There isn’t really one but perhaps you have never done this before and it’s a game changer. The trick is to keep the meat moist while it slowly cooks all day. The best way to do that is to either inject the butt, or to brine it. We usually brine, and you can find an explanation as well as an easy brine recipe here. In a few words, the meat remains moist while cooking and once done you get the awesome bark and meat that falls apart in your fingers! So, let’s get to it.
Let’s Do This!
So, let’s say I am wanting to fall face first into a plate of pulled pork at 4pm on Saturday, this is what I am going to do:
Thursday night I will put my pork in the brine. Friday, after about 18-24 hours I am going to pull out the meat from the brine and let it rest for a couple of hours. The meat will drain some excess brine. I will pat it relatively dry, apply a liberal amount of mustard all over, and apply a rub and wrap it up overnight. The mustard allows the rub to adhere better, and the vinegar helps in the cooking process.

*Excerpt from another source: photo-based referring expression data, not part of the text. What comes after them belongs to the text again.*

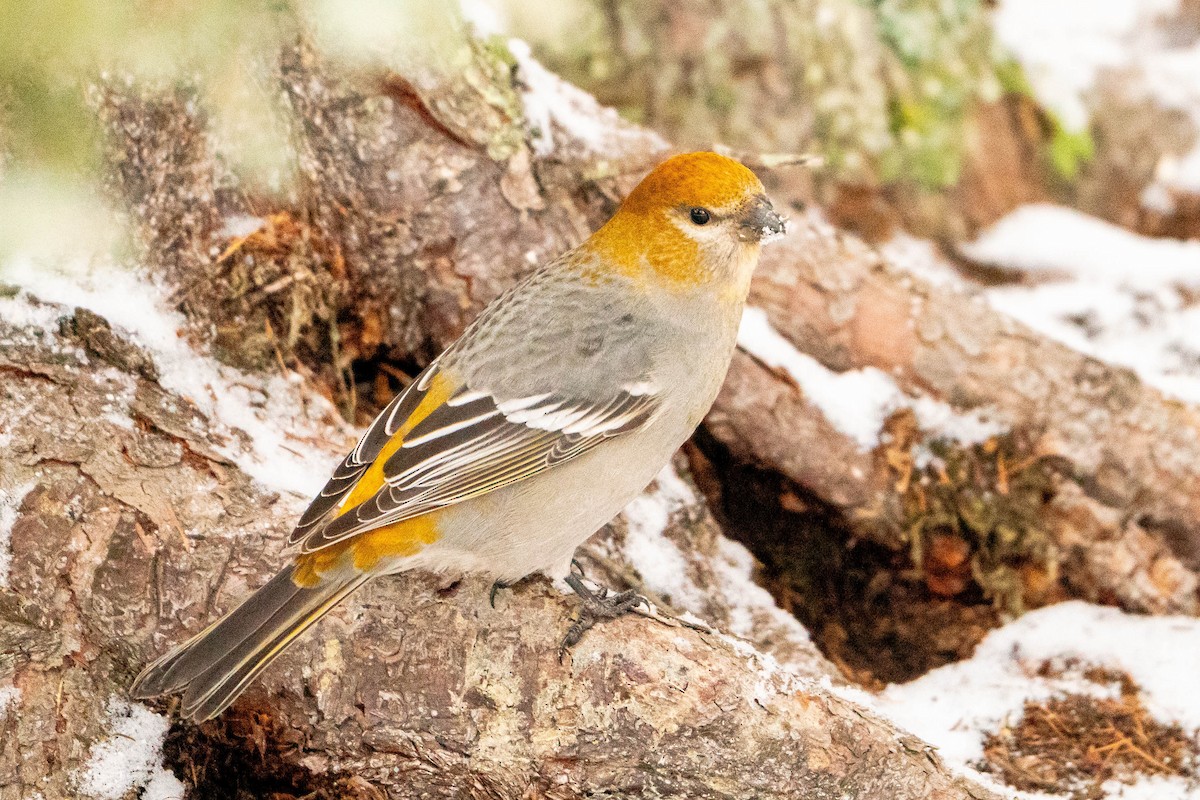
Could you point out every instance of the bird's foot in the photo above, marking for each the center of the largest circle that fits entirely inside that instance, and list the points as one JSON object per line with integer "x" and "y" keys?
{"x": 597, "y": 606}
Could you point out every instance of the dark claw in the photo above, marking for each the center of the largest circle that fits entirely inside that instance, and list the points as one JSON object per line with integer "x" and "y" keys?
{"x": 595, "y": 607}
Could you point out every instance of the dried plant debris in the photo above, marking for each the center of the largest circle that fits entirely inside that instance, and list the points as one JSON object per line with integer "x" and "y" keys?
{"x": 972, "y": 515}
{"x": 868, "y": 609}
{"x": 252, "y": 755}
{"x": 1074, "y": 743}
{"x": 280, "y": 294}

I will also place my wood into some water overnight. We smoke with Hickory. You can buy all sorts of wood for smoking from Lowes, Home Depot, or Amazon if you don’t want to get out. Since I put my wood directly on charcoal, I soak it overnight.
The typical 8 lb. pork shoulder needs to go for about 12 hours. So I am up at 3:30am and starting my charcoal. I want my smoker / grill to be between 225-250 when I put my meat on. It usually takes me about that long to get the temperature regulated. For those that have just a smoker, this might take you less time. Those with a Weber type grill, you can do the same as well, just put your meat on to the side, smoking it indirectly.
Before placing it on, you may want to add additional rub. Place the meat on the grill, fat side up.
I will smoke the meat for 6 hours. During this time you want to watch your temps, you may need to add more wood or fuel for your fire but do your best to maintain 225-250.
After 6 hours, I pull the meat and wrap it in craft paper (a tip from my brother-in-law). Some people want to use foil but the paper allows for some moisture to escape so it won’t end up stewing in its own juices.
In the 11th hour, I usually insert my meat thermometer. You can put yours in whenever. What you’re looking for are 192-195 degrees. In the 11th hour for me, I am usually right at 190.
When the meat is done, pull it off and let it rest for a bit. You will be tempted to tear it apart right there, but it’s really hot, I wouldn’t recommend it. You may also need to defend the meat from your wife who can strike like a cobra at the smoked ends of the meat. Watch out for that as well.
After about 15 minutes place the meat it some sort of rectangular pan because the juice will run. Grab hold of that shoulder bone and watch it slide out. It will still be hot but it will come apart with some meat claws or forks. When it’s cooled down, your fingers work just as well. Smoked Pork Shoulder HEAVEN!
Enjoy, and happy BBQ’ing!
- 1 8 lb. Pork Shoulder
- ⅔ C White Sugar
- ⅓ C Dark Brown Sugar
- ½ C Smoked Paprika
- ¼ C Garlic Powder
- ⅓ C Kosher Salt
- 1 tsp Oregano
- 1 tsp Cayenne Pepper
- 1 tsp Cumin
- 1 tsp Black Pepper
- 1 tsp Dry Mustard
- Brine pork shoulder for 18-24 hours
- Pull pork from brine, allow to rest for app. 1-2 hours
- Apply liberal amount of mustard, coating entire surface of meat
- Apply liberal amount of rub, rubbing or patting it into the meat
- Wrap and leave overnight.
- Smoke at 225-250 for 6 hours
- Pull pork from grill, wrap in paper or tin foil. If tin foil, allow some moisture to escape by not completely sealing it
- Return to grill, continue to cook for 6 hours at 225-250.
meatthermometer, remove cooked meat at 193-195 degrees and allow to rest for 10-15 minutes before shredding.